II. – Le présent article entre en vigueur au 1er janvier 2026.
Le crédit d’impôt pour l’emploi d’un salarié à domicile, prévu à l’article 199 sexdecies du code général des impôts vise à favoriser l’emploi déclaré dans les services à la personne et à soutenir les ménages dans leurs besoins d’aide à domicile. Cependant, son cout est estimé à environ plus de 6 milliards d’euros en 2025, et a dérivé, au fil des extensions successives du périmètre des activités éligibles. Certaines prestations aujourd’hui incluses, telles que l’assistance informatique, la téléassistance, le jardinage, ou les petits travaux, répondent davantage à un besoin de confort.

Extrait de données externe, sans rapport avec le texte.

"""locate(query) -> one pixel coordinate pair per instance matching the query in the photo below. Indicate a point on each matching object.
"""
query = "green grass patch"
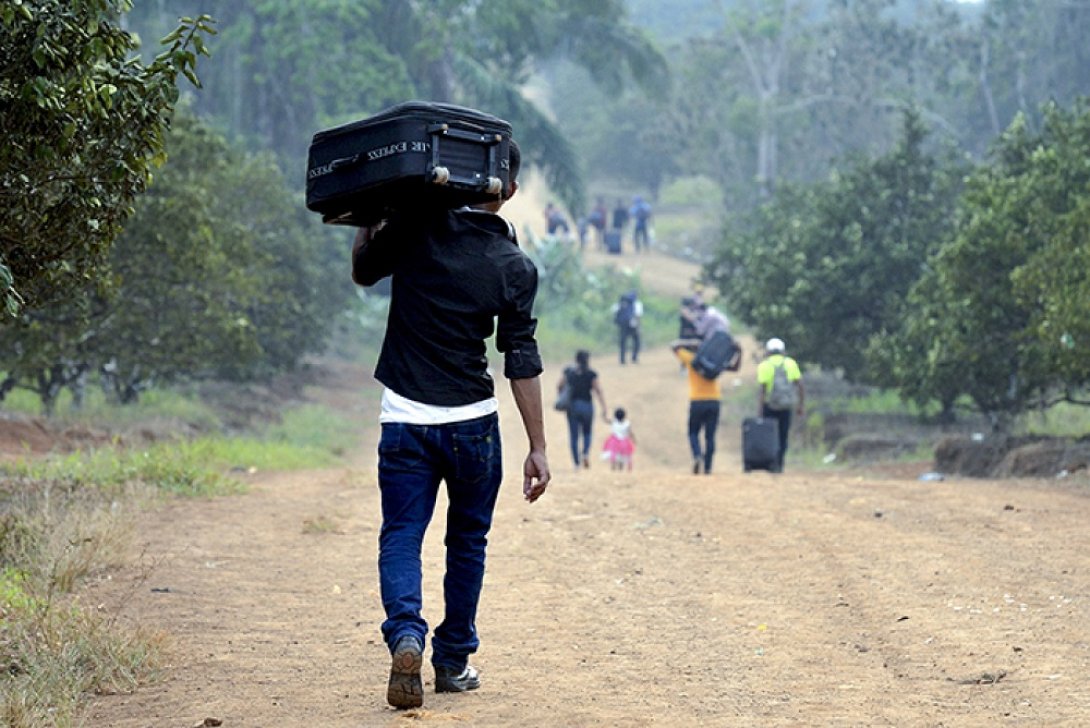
(156, 404)
(55, 653)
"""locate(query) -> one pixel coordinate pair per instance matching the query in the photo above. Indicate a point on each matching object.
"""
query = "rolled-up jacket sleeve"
(375, 259)
(515, 330)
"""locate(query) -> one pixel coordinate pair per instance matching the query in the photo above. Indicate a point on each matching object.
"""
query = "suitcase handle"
(440, 174)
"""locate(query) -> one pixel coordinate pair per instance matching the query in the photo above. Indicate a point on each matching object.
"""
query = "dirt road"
(645, 598)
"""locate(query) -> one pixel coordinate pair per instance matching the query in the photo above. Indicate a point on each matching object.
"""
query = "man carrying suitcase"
(452, 274)
(779, 392)
(704, 397)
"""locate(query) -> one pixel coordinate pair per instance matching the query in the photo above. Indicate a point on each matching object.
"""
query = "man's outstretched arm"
(535, 475)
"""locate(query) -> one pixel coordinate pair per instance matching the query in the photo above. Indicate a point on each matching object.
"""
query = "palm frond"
(541, 141)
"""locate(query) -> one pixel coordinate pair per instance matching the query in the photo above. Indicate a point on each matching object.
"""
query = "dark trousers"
(703, 415)
(412, 460)
(784, 419)
(580, 421)
(626, 334)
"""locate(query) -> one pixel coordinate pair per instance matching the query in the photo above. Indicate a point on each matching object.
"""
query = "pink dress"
(619, 447)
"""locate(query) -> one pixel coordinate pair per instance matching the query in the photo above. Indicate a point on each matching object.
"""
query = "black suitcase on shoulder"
(760, 444)
(717, 353)
(410, 155)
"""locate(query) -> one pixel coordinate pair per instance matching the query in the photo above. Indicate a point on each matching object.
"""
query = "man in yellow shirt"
(779, 391)
(704, 397)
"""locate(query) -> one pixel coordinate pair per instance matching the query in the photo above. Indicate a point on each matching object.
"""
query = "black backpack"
(717, 353)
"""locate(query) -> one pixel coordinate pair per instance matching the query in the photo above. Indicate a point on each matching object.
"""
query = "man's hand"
(535, 475)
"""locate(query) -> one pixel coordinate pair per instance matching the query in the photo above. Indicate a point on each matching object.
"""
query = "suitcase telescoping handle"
(441, 174)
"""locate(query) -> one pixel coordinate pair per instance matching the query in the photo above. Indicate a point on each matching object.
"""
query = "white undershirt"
(406, 411)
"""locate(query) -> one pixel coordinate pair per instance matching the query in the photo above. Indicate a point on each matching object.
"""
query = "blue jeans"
(703, 415)
(412, 459)
(625, 334)
(580, 419)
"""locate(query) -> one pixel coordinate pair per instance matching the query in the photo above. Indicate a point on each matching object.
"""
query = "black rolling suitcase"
(410, 155)
(760, 444)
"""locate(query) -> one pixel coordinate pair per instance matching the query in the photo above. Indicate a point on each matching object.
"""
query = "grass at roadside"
(67, 517)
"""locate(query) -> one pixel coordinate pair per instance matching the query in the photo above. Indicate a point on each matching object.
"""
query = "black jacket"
(458, 276)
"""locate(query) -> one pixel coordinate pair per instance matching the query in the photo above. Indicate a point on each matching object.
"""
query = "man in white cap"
(779, 392)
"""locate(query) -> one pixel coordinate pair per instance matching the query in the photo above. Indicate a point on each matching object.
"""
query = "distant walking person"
(619, 218)
(779, 392)
(641, 214)
(620, 445)
(704, 396)
(705, 319)
(627, 313)
(597, 220)
(583, 383)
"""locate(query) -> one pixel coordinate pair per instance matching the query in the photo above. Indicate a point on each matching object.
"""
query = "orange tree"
(83, 124)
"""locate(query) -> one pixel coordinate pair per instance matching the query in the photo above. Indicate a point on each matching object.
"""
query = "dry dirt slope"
(651, 598)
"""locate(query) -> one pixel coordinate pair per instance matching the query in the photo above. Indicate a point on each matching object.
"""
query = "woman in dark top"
(583, 380)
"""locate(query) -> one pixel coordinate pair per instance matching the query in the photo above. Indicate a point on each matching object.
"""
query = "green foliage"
(83, 125)
(288, 69)
(179, 469)
(827, 267)
(574, 304)
(216, 274)
(1001, 315)
(56, 654)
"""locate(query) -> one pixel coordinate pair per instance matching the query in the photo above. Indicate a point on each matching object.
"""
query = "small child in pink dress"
(620, 445)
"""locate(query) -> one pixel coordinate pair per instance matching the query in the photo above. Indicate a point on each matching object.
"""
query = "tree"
(1007, 320)
(287, 69)
(83, 124)
(216, 274)
(827, 266)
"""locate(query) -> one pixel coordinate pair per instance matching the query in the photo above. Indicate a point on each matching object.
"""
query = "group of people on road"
(458, 277)
(606, 228)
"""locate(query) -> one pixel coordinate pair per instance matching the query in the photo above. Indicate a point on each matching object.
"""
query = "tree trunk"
(985, 85)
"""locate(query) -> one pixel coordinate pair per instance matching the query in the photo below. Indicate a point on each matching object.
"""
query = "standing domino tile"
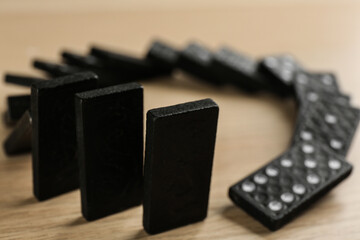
(16, 107)
(197, 61)
(19, 140)
(55, 70)
(135, 68)
(239, 69)
(25, 81)
(282, 189)
(110, 143)
(180, 143)
(55, 163)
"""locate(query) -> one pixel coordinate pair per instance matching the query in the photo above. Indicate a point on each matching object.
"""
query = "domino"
(180, 143)
(196, 60)
(279, 191)
(55, 70)
(110, 148)
(107, 77)
(311, 97)
(16, 106)
(54, 155)
(279, 70)
(19, 140)
(20, 80)
(135, 68)
(331, 124)
(309, 85)
(238, 69)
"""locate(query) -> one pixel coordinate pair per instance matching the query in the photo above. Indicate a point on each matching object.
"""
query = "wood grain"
(252, 129)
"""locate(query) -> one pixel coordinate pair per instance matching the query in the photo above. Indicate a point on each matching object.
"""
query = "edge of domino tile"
(182, 108)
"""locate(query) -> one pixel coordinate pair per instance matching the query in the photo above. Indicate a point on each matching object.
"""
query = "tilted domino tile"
(180, 143)
(134, 68)
(196, 60)
(278, 192)
(107, 76)
(16, 106)
(332, 124)
(238, 69)
(21, 80)
(163, 55)
(19, 140)
(55, 162)
(110, 147)
(55, 70)
(312, 97)
(280, 71)
(308, 85)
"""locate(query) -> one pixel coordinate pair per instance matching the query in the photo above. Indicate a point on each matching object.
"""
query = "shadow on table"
(238, 216)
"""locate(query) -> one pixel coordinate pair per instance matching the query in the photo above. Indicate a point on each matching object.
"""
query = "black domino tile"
(55, 162)
(237, 69)
(278, 192)
(55, 70)
(16, 106)
(280, 70)
(308, 85)
(180, 142)
(110, 142)
(21, 80)
(19, 140)
(196, 60)
(332, 124)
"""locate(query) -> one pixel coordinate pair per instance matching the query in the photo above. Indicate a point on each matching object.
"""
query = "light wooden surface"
(324, 35)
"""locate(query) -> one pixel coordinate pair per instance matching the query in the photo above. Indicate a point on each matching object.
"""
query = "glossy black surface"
(55, 161)
(110, 143)
(180, 142)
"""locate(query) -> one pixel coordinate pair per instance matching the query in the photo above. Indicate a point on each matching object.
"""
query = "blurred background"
(324, 35)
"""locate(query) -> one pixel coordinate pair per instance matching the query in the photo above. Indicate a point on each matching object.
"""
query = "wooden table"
(324, 35)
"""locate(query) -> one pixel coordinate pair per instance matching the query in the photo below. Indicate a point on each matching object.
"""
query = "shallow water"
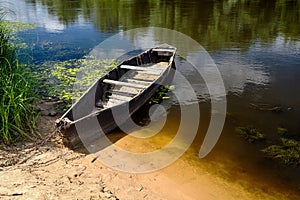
(255, 45)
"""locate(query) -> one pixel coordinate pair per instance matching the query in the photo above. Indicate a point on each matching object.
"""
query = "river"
(254, 44)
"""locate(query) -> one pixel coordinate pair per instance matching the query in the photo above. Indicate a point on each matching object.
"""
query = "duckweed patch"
(68, 80)
(288, 152)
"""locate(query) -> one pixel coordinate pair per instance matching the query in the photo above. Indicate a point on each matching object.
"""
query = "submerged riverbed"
(255, 45)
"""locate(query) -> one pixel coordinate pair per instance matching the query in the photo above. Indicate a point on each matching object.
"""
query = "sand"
(56, 172)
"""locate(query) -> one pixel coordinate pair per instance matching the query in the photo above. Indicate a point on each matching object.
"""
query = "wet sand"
(55, 172)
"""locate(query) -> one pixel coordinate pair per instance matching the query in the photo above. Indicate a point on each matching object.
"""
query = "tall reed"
(17, 115)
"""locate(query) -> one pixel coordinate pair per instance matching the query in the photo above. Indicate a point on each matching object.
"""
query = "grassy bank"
(17, 115)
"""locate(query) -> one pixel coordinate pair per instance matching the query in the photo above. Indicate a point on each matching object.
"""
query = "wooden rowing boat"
(128, 86)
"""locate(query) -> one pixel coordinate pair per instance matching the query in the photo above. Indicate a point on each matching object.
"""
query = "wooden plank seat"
(141, 82)
(149, 70)
(123, 93)
(120, 83)
(164, 50)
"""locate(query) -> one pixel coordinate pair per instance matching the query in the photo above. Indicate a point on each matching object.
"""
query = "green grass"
(17, 114)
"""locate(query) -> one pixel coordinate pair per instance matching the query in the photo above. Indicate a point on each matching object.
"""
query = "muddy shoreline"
(56, 172)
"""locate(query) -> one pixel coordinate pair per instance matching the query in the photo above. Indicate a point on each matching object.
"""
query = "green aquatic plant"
(17, 113)
(161, 94)
(282, 131)
(288, 152)
(68, 80)
(250, 134)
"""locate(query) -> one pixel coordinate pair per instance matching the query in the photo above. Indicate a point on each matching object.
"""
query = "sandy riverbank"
(55, 172)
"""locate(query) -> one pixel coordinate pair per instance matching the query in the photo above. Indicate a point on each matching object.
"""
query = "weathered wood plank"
(142, 82)
(119, 97)
(164, 50)
(148, 69)
(124, 84)
(123, 93)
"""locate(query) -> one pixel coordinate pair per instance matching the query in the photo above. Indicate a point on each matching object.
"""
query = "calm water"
(255, 44)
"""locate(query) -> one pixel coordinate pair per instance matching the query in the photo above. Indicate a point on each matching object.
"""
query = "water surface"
(255, 44)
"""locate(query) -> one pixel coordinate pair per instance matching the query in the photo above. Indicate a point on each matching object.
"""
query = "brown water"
(255, 44)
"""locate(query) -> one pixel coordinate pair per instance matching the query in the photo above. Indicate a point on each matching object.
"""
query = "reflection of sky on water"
(237, 68)
(30, 13)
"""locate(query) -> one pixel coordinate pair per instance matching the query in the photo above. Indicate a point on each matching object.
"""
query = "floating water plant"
(282, 131)
(250, 134)
(68, 80)
(288, 152)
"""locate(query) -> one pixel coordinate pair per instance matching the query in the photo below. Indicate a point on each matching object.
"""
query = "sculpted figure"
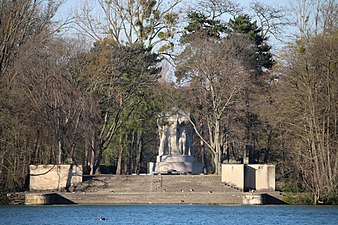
(176, 133)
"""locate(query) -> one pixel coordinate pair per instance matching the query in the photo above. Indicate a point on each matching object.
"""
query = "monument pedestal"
(177, 164)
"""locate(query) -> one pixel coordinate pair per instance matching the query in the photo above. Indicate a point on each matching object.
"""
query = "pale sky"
(72, 5)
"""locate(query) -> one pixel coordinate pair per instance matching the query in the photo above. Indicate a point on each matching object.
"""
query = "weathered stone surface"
(54, 177)
(176, 152)
(176, 133)
(258, 177)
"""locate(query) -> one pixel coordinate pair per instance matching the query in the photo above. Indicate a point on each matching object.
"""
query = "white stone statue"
(176, 133)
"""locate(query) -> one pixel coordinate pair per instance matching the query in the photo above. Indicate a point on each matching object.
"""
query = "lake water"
(168, 214)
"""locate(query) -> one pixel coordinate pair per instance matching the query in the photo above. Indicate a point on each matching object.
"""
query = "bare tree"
(306, 103)
(271, 19)
(129, 21)
(218, 73)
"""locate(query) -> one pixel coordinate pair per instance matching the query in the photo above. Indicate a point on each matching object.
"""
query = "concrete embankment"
(153, 189)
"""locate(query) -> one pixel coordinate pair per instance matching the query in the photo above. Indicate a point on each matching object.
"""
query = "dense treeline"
(64, 102)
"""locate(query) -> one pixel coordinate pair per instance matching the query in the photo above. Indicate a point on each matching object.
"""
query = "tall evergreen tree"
(242, 24)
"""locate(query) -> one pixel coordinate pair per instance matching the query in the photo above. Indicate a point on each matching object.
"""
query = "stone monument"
(176, 152)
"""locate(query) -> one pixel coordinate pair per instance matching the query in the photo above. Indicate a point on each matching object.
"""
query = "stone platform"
(181, 164)
(155, 189)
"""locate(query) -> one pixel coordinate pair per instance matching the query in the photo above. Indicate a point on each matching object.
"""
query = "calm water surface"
(168, 214)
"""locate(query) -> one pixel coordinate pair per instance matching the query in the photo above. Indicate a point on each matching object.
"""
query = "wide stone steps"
(155, 198)
(154, 183)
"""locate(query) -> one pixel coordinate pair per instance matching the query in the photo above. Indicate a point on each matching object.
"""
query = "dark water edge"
(168, 214)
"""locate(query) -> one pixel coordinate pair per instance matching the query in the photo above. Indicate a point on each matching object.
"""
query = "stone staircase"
(154, 189)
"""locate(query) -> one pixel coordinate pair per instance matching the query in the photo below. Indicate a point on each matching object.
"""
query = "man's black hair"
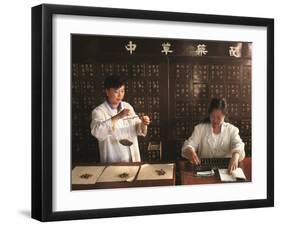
(217, 103)
(113, 81)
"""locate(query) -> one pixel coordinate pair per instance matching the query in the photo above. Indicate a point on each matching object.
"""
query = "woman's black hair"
(216, 104)
(113, 81)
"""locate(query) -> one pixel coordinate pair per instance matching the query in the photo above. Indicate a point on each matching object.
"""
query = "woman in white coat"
(111, 120)
(214, 138)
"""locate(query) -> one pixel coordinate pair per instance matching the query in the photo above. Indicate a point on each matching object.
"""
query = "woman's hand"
(192, 157)
(125, 112)
(233, 163)
(145, 120)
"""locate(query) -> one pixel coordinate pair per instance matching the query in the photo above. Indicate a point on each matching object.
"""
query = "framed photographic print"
(145, 112)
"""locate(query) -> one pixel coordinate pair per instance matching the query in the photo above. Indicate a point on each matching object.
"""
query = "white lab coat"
(108, 138)
(209, 145)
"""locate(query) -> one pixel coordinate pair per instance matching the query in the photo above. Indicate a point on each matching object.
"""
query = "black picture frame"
(42, 84)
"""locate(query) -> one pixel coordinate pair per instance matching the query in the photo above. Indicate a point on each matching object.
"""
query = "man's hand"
(233, 163)
(193, 157)
(145, 120)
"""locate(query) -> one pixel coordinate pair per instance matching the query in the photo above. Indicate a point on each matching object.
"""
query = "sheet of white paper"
(89, 174)
(235, 174)
(225, 176)
(150, 171)
(112, 173)
(238, 173)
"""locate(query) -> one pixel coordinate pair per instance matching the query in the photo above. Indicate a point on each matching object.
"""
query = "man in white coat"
(114, 119)
(214, 138)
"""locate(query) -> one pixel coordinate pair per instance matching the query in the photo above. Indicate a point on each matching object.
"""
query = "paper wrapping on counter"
(119, 174)
(86, 174)
(156, 172)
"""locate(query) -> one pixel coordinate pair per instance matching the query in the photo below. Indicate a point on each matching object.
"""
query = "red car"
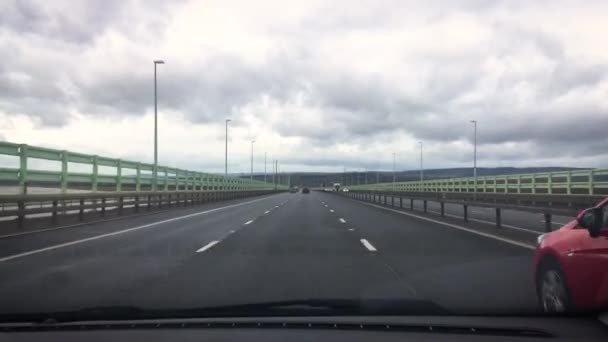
(571, 264)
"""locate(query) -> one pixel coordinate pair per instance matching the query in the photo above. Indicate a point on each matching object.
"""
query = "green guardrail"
(592, 182)
(118, 174)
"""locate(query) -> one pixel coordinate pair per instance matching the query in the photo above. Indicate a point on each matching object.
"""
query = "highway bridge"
(199, 240)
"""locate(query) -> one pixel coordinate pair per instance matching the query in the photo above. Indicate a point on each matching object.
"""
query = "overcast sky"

Le présent amendement propose donc de restreindre le champ du crédit d’impôt aux seules activités ayant un impact direct sur la vie quotidienne, la garde d’enfants, la dépendance ou le handicap.
Cette mesure permettrait de réorienter la dépense fiscale vers les besoins prioritaires, de réduire l’effet d’aubaine constaté sur certaines prestations à faible utilité sociale et de réalisé une économie budgétaire d’environ 100 millions d’euros.
Ainsi, cet amendement s’inscrit pleinement dans la logique de rationalisation des niches fiscales mises en avant dans le projet de lois de finances de 2026, tout en préservant la cohérence sociale du dispositif.